Basic mechanics problems, unsolvable by brute-force numerical integration I'm looking for simple problems in theoretical mechanics that are impossible or unreasonably difficult to solve by means of "brute-force" numerical integration of Newton or Euler-lagrange equations. 
I'm interested in these beacuse I noticed that kind of "computer-nihilism" point of view is getting popular (at least among some students):
A person says, that "in the end we anyway doing real stuff by computer simulation. And for the numerical values of parameters we are usually able to numerically obtain the result with a given precision. So we just need to know how to write down the equations".
And, therefore, "there is no need to learn all that complicated stuff in theoretical mechanics".
Apart from obvious counter-arguments for this, I'd like to show that there are basic problems you are unable to solve without "the complicated stuff".
Let me give an example of such a problem:
Given: 


*

*A center, that creates some strange field with the potential $U(r)=-\frac{\alpha}{r^3}$. (Mysterious planet)

*A body with mass $m$ scattering off this center. (Our space ship.)

*A radius R, at which we want to stay as long as possible.


Find: 
the impact parameter $\rho$ and the energy $E_0$ for our body, so it will stay in the "ring" $R<r<2R$ for as long as possible.
The problem is easily formulated. And it is easy to solve even for "newbies" in theoretical mechanics.
The specific feature of the problem  -- there is no reasonable way of solving it by doing straightforward computer simulation.
Can you propose other examples of problems with these properties?  
 A: The SIAM 100-Digit Challenge springs to mind. Problem 10 gives the flavor of the type of problems put forward in this challenge:
A particle at the center of a 10 x 1 rectangle diffuses until it hits the boundary. What is the probability that it hits at one of the short ends (rather than at one of the long sides)?
The answer needs to be accurate to at least 10 digits. And no, straightforward Monte Carlo is not going to help you.
And... there is an exact solution...
This is not a strict mechanical problem, but it brings across the message that certain physics problems are best solved analytically. If you insist on a mechanical problem, you should look at problem 2 which is basically a billiard problem.
A: I think this is just a question of defining what you mean by "solve". All physical problems, most definitely so in classical mechanics, can be posed as differential equations for which solutions (i.e. trajectories of the dependent variables) can be found at least through numerical integration. In this sense, as far as I know, no one has identified any non-computable phenomena in physics. *
This does not however mean that all quantities of interest (which aren't explicit dependent variables in your differential equations) can simply pop-out of a computer program. Computers can only give you answers for questions that you define perfectly and precisely - and the best such example is a PDE for which you want numerical solutions.
A computer can give you precise values for the impact parameter and energy that you have asked for in your question, but in order for it to do that, you will have to define to the computer what impact parameter and energy are, and in trying to do so you will have solved your mechanics problem :)
To summarize, it is easy to ask a computer for trajectories, since it can calculate these from the relevant (P)DEs. But to get other quantities of interest such as energy or impact parameter, you will have to extract them from the physics of the problem and translate it into a form the computer will understand, which essentially involves doing some more work on paper.

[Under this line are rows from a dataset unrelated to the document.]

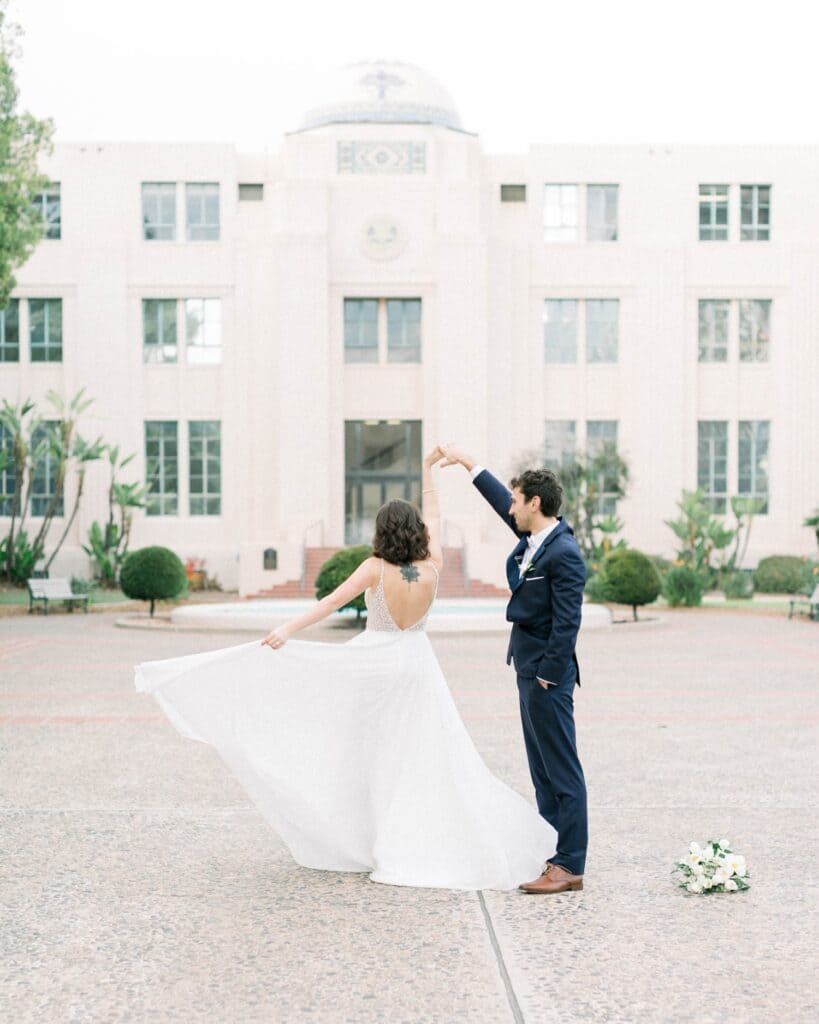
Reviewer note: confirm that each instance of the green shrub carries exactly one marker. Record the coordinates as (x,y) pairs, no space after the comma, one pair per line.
(738,585)
(153,574)
(781,574)
(79,585)
(629,577)
(340,567)
(660,564)
(683,586)
(594,589)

* (Is there a better way to leave a footnote?)
Of course, you probably already know that most problems are not analytically solvable (classic example is the full 3-body problem) and also that the most interesting numerical problems are simply intractable - the prominent example being the quantum simulation of many-body systems in condensed matter physics.
Also, if it turns out that some new physics that is discovered is indeed non-computable, there are those who claim that it might be relevant to the problem of consciousness (See Penrose's "Shadows of the Mind" - and I'll leave you to be the judge of that)
A: I think you can construct such an example by considering the large scale properties or evolution of some chaotic system, like a gas, you would have a problem (time-wise) if you were to track each particle in CM, but thermodynamic formulas gives instant answers.
Edit:
This one:
Given two point-particles, will they ever impact?
GL simulating and checking r(t)=0.
Whereas angular momentum consideration gives instant answer.
A: Not sure if this has been mentioned but the classic N-Body problem is computationally intractable. Hence all the statistical methods when N is somewhat large. This is because the problem is effectively O(N!) since every body must interact with every other body. 
A: I remember during my PhD I had a discussion with my colleague about mechanics problems that were still unsolved. He mentioned that it was not proven mathematically that a coin falling on the floor will, while settling down, speed up and produce that characteristic "ringing sound". I don't know what the current status of that problem is and how to look for it, since I don't know the name of the problem, if it has one. But it sounds like something interesting. It seems the difficulty in solving this problem is to see how far one can simplify it without throwing out what is essential for explaining the phenomenon.